The telethon, which started around 6 p.m. and lasted until
midnight, was part of the NFL's "Hurricane Relief Weekend." The
players took turns, 12 at a time, spending between 75 minutes to 2
hours answering telephones and taking donations from callers. ABC and ESPN aired the telethon from ABC's Times Square studio in New York as part of their Monday Night Football doubleheader.

The league initiative, under the theme "Recover & Rebuild," was a joint venture among the NFL, all 32 teams, its network television partners (including ESPN and ABC) and sponsors. The goal was to raise funds and attention to the needs of the Gulf Coast region following the devastation caused by Hurricane Katrina.

The players were glad so many of their peers turned out to lend
their support to the fund-raising efforts.

"It shows a lot about the NFL, the players in the NFL to take
time out of their schedule so people in the New Orleans and
Mississippi area can continue to have enjoyable lives," Eagles
quarterback Donovan McNabb said. "It's a tragedy. People were
living in homes they lived in for all of their lives, and probably
traditional homes where their grandmothers and grandfathers had
lived and passed on to them, and now its gone."

After talking to some callers, New York Jets center Kevin Mawae,
a Louisiana native and former LSU player, was touched by the
appreciation and widespread desire of people wanting to contribute.

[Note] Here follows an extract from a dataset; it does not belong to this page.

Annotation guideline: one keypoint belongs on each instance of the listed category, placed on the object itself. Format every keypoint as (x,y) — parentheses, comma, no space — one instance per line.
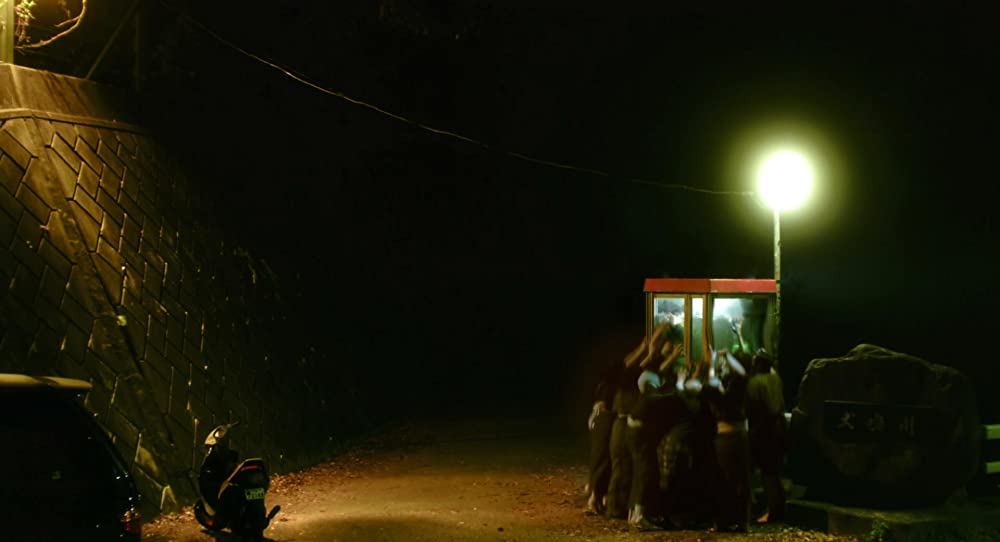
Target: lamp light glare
(785,180)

"The biggest thing was 'Are you guys really doing this?' I said
'Yes, we are,' and they'd say 'Thank you for doing what you guys
are doing,"' he said. "A kid called and gave me a dollar donation
and another kid wanted to send a check for $5. Those are the
stories you like to hear. Everyone wants to help one way or
another."

Mawae said he and his wife also put together a drive on Saturday
that sent out two trucks filled with food to Baton Rouge for
distribution at shelters.

Hall of Famer and former Raiders coach Art Shell enjoyed the
small conversations.

"When they find out who you are, they know you by name," Shell
said. "They ask you what you're doing these days, how come you're
not coaching anymore. The main thing they'd talk about is the
hurricane relief, what a great thing we're doing and they're glad
to donate.

"Of course we carry a little conversation with them, tell them
thank you. We find out where they live, who they root for."

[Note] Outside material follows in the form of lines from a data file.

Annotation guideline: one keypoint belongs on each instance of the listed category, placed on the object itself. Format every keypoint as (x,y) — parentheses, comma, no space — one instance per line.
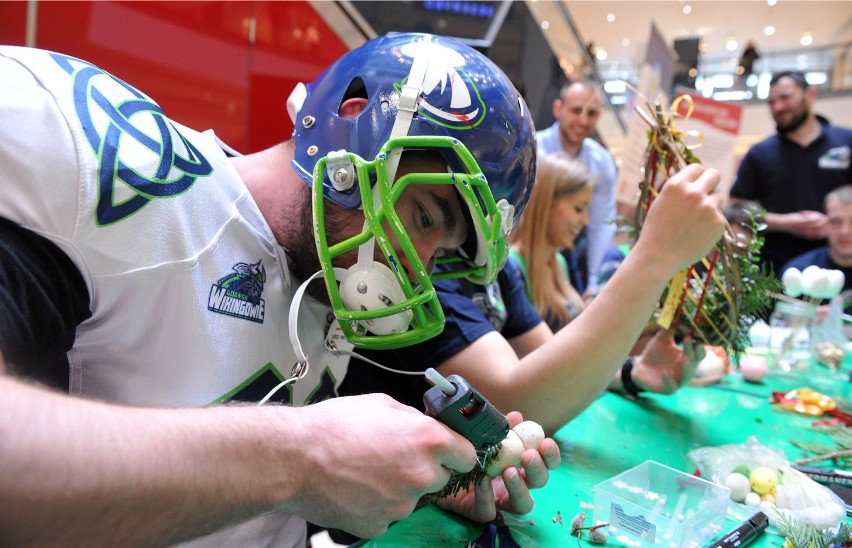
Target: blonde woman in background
(556,213)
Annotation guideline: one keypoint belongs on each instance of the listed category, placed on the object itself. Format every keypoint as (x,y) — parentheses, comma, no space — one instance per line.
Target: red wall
(194,58)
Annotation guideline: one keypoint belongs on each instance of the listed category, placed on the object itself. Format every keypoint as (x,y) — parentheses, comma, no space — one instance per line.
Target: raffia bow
(703,301)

Former Oakland Raiders and Kansas City Chiefs star Marcus Allen
said people don't realize how many people were affected by the
hurricane.

"My mother is from there and my mother's family is from
there," he said. "Over 10 households have been displaced.
Everybody's fine, and we're happy about that. It affects
everybody."

The Bush-Clinton Katrina Fund serves as an umbrella organization
for three special funds established by the governors of Alabama,
Louisiana and Mississippi to assist in the long-term recovery for
those states.

Information from The Associated Press was used in this report.